Не могу поверить, что все будет так, как он рассказал.
— Ты следующий, профессор.
На время нашего разговора Безумец умолк, и теперь стремился напомнить о себе.
— Я — что?
— Твоя очередь обнажить душу. Расскажи о страдании, побудившем тебя искать память крови.
Такое чувство, что меня сбросили в темный колодец.
— Я… Я… не буду.
— Не будешь? — казалось, Безумец озадачен.

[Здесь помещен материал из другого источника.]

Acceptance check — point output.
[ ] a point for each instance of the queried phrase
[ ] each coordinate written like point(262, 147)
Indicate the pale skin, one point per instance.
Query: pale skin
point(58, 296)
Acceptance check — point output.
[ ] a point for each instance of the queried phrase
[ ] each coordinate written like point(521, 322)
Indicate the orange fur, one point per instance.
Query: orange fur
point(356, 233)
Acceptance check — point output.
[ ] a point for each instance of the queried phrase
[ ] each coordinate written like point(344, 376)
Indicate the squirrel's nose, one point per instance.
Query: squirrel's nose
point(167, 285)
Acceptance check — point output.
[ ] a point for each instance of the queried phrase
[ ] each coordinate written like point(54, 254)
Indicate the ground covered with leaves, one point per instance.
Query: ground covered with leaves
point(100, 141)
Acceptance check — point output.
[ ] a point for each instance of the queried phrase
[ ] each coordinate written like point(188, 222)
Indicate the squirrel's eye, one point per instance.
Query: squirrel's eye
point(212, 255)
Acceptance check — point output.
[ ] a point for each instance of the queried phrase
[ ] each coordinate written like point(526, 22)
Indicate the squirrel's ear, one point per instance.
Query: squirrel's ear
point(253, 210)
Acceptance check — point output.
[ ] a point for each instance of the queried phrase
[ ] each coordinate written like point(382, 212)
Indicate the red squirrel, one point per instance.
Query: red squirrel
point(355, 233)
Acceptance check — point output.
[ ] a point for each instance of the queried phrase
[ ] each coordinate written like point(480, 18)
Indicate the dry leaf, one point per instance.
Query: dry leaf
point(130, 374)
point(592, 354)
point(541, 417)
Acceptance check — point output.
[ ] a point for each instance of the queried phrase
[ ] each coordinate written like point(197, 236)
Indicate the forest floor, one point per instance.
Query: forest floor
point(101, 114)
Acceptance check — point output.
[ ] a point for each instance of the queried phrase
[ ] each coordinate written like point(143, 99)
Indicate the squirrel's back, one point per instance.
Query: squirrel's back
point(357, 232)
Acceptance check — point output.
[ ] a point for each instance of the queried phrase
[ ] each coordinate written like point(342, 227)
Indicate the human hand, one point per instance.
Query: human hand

— Часы разобьются, если я солгу, — решение постепенно обретало форму. — Значит, попросту буду молчать. Вот и все.
Я победоносно вскинул голову.
Старик закашлялся.
— Ясно, — кивнул Безумец. — Скажи, мой мальчик, — обратился он к Юнцу. — Ты помнишь тот день, когда впервые увидел смерть?
Тот побледнел.
— Ты ведь помнишь Плоешти?
Плоешти.
Наблюдая за реакцией мальчика, я пытался воскресить в памяти давнишние события. Они с матерью тогда бежали из города, который регулярно бомбила авиация Красной Армии. К несчастью, самолеты не обошли вниманием и колонну беженцев. Я помнил кровь. Много крови и ужас, испытанный тогда.